Il est à remarquer que Descartes aussi bien que Leibniz jugeaient que les principes formulés par eux embrassaient la totalité des phénomènes de l’univers. « Dieu, dit Descartes, ne change jamais sa façon d’agir et conserve le monde avec la mesme action qu’il l’a creé… Et pour ce qu’il les maintient avec la mesme action et les mesmes loix qu’il leur a fait observer en leur création, il faut qu’il conserve maintenant en elles toutes le mouvement qu’il y a mis deslors, avec la propriété qu’il a donnée à ce mouvement, de ne demeurer pas tousjours attaché aux mesmes parties de la matière et de passer des unes aux autres, selon leurs diverses rencontres[2]. » Leibniz s’est exprimé avec beaucoup de clarté dans le même sens.
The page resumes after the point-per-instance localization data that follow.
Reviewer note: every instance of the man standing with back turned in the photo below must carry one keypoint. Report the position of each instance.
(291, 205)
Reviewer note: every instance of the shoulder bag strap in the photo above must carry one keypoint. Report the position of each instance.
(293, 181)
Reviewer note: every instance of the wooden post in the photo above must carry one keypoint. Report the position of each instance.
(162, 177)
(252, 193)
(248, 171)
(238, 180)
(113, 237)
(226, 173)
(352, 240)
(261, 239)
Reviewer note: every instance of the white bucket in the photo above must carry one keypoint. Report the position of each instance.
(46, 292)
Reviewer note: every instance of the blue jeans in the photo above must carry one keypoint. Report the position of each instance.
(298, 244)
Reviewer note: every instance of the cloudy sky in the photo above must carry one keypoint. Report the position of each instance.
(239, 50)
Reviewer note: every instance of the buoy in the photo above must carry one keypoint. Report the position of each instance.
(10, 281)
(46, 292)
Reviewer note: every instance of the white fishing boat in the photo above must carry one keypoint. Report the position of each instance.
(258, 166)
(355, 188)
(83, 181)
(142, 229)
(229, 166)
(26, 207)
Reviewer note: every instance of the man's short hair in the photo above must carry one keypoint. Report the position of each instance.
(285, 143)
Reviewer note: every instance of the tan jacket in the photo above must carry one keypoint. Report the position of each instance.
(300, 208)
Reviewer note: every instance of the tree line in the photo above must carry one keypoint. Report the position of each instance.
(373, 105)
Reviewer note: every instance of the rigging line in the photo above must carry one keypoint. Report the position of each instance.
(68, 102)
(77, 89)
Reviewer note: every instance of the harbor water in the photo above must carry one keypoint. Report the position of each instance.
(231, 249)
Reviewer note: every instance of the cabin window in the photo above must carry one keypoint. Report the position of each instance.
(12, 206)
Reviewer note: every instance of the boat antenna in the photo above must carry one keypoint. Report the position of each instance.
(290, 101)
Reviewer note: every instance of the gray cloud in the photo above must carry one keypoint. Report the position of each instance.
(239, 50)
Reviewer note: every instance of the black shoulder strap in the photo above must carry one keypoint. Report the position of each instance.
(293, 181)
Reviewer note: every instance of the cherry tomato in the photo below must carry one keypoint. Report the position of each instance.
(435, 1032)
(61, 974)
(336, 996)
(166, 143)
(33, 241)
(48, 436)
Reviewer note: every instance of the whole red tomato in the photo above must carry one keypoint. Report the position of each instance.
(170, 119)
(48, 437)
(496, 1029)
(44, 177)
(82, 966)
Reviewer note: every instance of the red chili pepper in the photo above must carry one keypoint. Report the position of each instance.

Ajoutons le passage suivant à ceux que nous avons cités plus haut à propos du principe de causalité (p. 16). « J’avais soutenu que les forces actives se conservent en ce monde. On m’objecte que deux corps mous, ou non élastiques, concourant entre eux, perdent de leur force. Je réponds que non. Il est vrai que les Touts la perdent par rapport à leur mouvement total, mais les parties la reçoivent, étant agitées intérieurement par la force du concours. Ainsi ce défaut n’arrive qu’en apparence. Les forces ne sont détruites, mais dissipées parmi les parties menues. Ce n’est pas les perdre, mais c’est faire comme ceux qui changent la grosse monnaie en petite[3]. » Jean Bernoulli développa les mêmes idées. Ayant formulé la loi de la « conservation de la quantité des forces vives », il ajoute : « Ce serait obscurcir cette loi que d’entreprendre de la démontrer. En effet, tout le monde regarde comme un axiome incontestable que toute cause efficiente ne saurait périr, ni en tout, ni en partie, qu’elle ne produise un effet égal à sa perte. L’idée

  1. J. Bernoulli. Discours sur les lois de la communication des mouvements, Œuvres. Lausanne, 1742, vol. III, p. 58. — Leibniz a parfois l’air d’affirmer qu’il est l’auteur unique de la découverte et que Huygens l’a connue par lui. Cf. Lettre à L’Hôpital, Mathematische Schriften, vol. I, p. 320.
  2. Descartes. Principes, IIe partie, chap. xlii.
  3. Leibniz. Opera, éd. Erdmann, p. 775.